Yani planım gerçekleşseydi, tam böyle olurdu. Ama talihsizlik öyle bir şeydir ki bir kere size bulaştı mı ondan kurtuluşunuz yoktur. Ben de bunu en acı şekilde tecrübe ettim. Daha sözüme başlayamadan bir anda kendimi yerde bulmuştum. Arka tarafımın üzerine düştüm, tişörtümün geriye doğru çekilip boğazımı sıkıştırdığını hissettim. Sonra arkaya devrildim ve sürüklenmeye başladım. Tişörtüm iyice yukarı kaydı, sırtım açıldı. İlerledikçe çıplak tenim yere sürtündü.

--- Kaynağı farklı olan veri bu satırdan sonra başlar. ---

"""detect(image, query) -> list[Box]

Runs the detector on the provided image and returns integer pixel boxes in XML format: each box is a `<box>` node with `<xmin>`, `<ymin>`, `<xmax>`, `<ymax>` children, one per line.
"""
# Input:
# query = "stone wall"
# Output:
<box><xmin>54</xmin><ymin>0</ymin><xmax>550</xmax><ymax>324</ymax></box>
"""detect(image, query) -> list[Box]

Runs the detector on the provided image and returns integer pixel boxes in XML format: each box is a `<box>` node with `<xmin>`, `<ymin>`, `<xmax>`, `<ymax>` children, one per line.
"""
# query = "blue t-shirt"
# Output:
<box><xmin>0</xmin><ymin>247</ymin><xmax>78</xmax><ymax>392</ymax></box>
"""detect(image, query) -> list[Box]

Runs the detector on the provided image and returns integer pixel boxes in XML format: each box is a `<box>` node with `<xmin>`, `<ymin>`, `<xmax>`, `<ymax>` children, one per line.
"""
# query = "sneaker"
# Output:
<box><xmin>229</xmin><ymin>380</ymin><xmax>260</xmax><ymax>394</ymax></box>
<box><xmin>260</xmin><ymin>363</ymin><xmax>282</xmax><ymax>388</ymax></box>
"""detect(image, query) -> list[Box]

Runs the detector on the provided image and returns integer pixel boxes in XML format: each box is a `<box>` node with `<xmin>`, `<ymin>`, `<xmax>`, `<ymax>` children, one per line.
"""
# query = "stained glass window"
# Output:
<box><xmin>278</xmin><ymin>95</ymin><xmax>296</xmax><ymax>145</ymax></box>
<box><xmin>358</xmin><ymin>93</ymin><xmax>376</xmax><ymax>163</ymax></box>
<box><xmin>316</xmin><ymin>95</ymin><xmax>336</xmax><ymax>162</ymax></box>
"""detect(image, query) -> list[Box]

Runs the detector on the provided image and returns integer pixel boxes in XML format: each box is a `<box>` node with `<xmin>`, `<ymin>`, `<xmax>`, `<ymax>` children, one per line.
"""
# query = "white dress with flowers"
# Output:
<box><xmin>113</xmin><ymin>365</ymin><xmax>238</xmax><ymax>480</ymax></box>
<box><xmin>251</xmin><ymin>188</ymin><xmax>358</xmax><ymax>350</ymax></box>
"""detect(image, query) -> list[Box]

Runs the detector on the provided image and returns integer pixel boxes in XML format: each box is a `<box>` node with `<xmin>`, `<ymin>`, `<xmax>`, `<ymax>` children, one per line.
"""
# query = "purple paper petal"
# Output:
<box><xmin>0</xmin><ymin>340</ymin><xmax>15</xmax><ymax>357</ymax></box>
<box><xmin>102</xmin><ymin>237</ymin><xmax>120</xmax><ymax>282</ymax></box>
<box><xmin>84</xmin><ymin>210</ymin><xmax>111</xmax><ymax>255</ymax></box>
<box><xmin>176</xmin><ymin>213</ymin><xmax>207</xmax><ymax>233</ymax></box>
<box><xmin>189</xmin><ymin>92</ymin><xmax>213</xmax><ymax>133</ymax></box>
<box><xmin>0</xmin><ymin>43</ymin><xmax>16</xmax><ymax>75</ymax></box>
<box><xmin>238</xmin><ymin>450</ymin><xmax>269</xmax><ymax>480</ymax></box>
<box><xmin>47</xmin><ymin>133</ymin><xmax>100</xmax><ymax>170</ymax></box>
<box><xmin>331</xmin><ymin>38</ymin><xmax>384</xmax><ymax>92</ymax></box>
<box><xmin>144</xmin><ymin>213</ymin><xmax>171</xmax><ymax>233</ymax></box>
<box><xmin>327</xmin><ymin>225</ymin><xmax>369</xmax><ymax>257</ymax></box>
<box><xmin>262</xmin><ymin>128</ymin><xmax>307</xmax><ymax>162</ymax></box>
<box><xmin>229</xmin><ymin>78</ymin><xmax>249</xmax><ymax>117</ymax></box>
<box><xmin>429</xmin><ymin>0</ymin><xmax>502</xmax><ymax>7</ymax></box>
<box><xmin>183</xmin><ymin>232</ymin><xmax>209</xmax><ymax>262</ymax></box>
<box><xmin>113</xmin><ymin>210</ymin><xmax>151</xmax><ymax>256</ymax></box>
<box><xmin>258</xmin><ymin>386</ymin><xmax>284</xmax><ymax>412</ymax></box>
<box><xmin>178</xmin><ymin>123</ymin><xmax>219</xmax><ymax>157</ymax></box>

"Bırak beni!" diye bağırdım ve yakanın boğazıma yaptığı baskıyla öksürdüm. "BIRAK!" Ne cevap gelmişti, ne de bırakılmıştım.

Bu durumdan kurtulmak için yapabileceğim tek şey vardı: Avazım çıktığı kadar bağırmak. Birilerinin beni duyması umuduna tutunarak çığlık atmaya başladım.

Talihsizlik tufanına kapılan herkes gibi ben de kurtuluşa dair tüm umutlarımı yitirmiş ve her şeyin bittiğini düşünmeye başlamışken bir yardım eli uzanmış, beni kısa süreliğine bu döngüden çekip çıkarmıştı.